Why is Hadoop not used a lot in bio-informatics? At least in my experience I don't see Hadoop being used at local research groups or at the well known and well funded research groups in the UK and USA. Though Hadoop offers completely distributed IO and CPU power which should be very attractive for large bio-informatics data analysis.
Is it that that the type of files are not suitable for Hadoop?
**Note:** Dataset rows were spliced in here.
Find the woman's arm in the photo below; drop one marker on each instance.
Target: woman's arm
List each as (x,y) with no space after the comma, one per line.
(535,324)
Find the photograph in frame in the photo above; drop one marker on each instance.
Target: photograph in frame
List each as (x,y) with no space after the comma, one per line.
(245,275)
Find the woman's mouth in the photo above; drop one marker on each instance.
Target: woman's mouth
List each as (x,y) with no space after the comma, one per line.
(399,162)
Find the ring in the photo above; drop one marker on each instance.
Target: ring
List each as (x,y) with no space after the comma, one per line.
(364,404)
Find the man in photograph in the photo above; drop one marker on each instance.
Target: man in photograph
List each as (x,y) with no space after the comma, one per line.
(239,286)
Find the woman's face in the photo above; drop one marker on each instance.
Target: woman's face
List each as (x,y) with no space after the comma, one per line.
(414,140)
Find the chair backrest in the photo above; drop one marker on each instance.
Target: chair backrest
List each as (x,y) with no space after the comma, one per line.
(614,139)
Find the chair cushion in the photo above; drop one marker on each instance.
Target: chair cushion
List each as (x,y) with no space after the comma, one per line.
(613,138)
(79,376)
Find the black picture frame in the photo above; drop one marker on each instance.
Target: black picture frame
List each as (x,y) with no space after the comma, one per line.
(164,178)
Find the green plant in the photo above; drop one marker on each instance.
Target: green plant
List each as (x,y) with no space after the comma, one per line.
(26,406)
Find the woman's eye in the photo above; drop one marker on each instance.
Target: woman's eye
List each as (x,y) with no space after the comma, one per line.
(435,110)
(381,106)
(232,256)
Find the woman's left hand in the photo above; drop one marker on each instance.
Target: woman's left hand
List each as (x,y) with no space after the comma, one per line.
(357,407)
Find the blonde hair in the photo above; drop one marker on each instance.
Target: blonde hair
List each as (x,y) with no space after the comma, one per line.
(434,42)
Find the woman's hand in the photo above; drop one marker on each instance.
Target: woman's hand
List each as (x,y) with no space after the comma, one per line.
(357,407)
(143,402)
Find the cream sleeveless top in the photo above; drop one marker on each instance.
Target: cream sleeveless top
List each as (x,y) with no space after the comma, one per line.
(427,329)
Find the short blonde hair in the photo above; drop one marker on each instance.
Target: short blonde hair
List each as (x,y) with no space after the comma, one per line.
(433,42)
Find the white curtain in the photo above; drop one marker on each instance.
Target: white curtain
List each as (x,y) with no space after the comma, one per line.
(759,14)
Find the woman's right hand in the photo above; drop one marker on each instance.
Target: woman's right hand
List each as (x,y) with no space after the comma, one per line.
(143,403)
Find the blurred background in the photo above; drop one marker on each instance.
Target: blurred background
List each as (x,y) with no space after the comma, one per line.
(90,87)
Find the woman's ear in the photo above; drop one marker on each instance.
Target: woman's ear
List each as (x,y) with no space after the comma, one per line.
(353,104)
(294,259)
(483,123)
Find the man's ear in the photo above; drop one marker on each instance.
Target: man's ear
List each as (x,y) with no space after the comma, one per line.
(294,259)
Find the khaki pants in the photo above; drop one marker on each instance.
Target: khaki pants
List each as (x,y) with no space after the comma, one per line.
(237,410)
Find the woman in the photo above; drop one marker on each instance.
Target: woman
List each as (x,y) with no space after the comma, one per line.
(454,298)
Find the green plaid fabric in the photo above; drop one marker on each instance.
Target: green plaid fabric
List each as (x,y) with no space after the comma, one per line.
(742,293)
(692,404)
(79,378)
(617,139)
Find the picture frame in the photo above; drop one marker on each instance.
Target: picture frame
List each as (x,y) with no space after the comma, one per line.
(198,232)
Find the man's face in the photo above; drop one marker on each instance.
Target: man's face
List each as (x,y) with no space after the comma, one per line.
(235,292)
For example a 1000 large binary BAM files each 100GB ? Can Hadoop work with binary files of that size?
Or is it that the common tools like BWA, Picard, HTS-JDK and GATK can't be run natively on Hadoop?
Mapping 1000 FastQ files to Sam files is something which can be done in parallel for every record in the FastQ files and is I think well suited for Hadoop.
But is Mapping entire Bam files to gVCF (mapping as in the functional MapRecure paradigm) something that can be done on Hadoop?
And is reducing ( reducing as in the functional MapRecure paradigm) the gVCF files to VCF files something that can be done on Hadoop?
As you might have gathered I only have a limited knowledge of Hadoop and the Hadoop file system ( _HDFS_ ) and I am wondering if they are suitable for common genomics data formats and common analysis steps like mapping reads with for example BWA and variant calling with for example GATK Haplotype Caller.